Un séminaire, organisé par la Royal Academy of Engineering à Londres le 22 mai 2008, a permis de faire un premier point sur la question. D’abord, la solution fournissant le plus de puissance (7 GW, soit environ 5% de la production britannique d’électricité) serait bien le barrage transversal de l’estuaire, utilisé dans les deux sens, à marées montante et descendante. Un réservoir ne produisant de l’électricité qu’à marée basse serait sensiblement moins puissant (2,5 GW) pour un investissement à peine moins élevé, de même qu’un ensemble d’une centaine de lagons situés sur l’estuaire. Par contre, la comparaison est difficilement possible avec un parc d’hydroliennes sous-marines.

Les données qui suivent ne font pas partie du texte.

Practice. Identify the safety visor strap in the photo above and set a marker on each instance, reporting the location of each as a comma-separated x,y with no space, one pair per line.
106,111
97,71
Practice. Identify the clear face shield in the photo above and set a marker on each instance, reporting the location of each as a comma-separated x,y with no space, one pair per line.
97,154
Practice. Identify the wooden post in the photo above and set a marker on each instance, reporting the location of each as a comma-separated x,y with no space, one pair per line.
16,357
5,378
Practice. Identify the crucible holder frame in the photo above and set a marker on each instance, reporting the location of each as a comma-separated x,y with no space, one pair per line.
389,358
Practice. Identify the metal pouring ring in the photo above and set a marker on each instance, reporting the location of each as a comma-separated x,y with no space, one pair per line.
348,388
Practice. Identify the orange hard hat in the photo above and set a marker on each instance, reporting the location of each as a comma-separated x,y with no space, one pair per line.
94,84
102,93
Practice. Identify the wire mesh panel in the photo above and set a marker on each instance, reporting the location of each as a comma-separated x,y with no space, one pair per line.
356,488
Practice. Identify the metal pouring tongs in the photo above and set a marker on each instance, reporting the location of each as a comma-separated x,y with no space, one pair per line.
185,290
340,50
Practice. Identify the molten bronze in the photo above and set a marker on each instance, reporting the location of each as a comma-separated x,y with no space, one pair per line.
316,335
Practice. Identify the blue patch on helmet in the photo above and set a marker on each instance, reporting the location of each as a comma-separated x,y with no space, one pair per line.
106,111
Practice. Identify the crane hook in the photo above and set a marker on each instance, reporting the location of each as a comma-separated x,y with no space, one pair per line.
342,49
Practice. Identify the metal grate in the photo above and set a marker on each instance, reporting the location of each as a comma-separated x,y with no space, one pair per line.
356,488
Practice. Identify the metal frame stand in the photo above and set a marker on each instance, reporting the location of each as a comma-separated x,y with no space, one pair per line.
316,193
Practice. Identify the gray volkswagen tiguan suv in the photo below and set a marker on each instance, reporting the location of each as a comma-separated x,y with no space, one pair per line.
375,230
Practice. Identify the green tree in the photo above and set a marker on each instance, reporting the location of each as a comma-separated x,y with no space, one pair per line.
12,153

Les premières études d’impact, réalisées par l’équipe du Prof. Roger Falconer de l’université de Cardiff laissent prévoir une baisse de la turbidité et de la charge microbienne des eaux de l’estuaire, et un impact quasi-nul sur des inondations potentielles consécutives à de fortes pluies. Peu d’effets sont envisagés sur la faune aviaire, quant à ceux sur les équilibres entre espèces et les quantités de poissons présents, ils n’ont pu être précisément établis.

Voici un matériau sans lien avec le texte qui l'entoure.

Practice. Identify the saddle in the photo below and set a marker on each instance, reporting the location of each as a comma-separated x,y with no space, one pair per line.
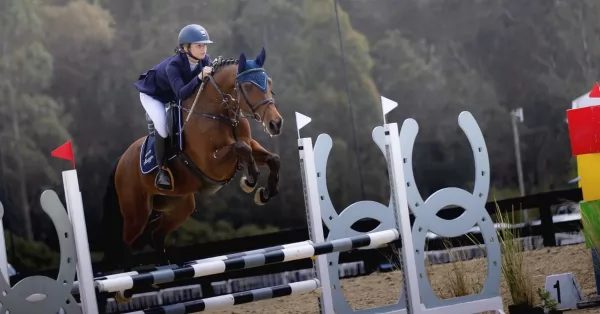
174,141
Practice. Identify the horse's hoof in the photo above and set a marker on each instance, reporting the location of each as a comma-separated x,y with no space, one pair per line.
246,185
259,197
120,297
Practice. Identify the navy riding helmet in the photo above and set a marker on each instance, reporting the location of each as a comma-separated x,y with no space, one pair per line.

Les fortes incertitudes du projet sont de deux ordres : financière tout d’abord, avec les prix de l’électricité, et le prix des permis de CO2. L’expérience d’Eurotunnel a laissé un souvenir mitigé s’agissant du partenariat public-privé ou du financement privé intégral de grands projets. L’engagement public semble inévitable sur un projet de cette envergure ; technique ensuite, avec le couplage au réseau électrique d’une grosse source fatalement périodique, dont les pics de production ne coïncident pas forcément avec les besoins de la consommation. Mais aussi, la fabrication et l’assemblage des énormes caissons nécessaires à fermer la Severn et la production des turbines pourraient sursaturer les capacités industrielles britanniques, qui auront à faire face vers le même moment (2012-2020) aux besoins de l’industrie nucléaire.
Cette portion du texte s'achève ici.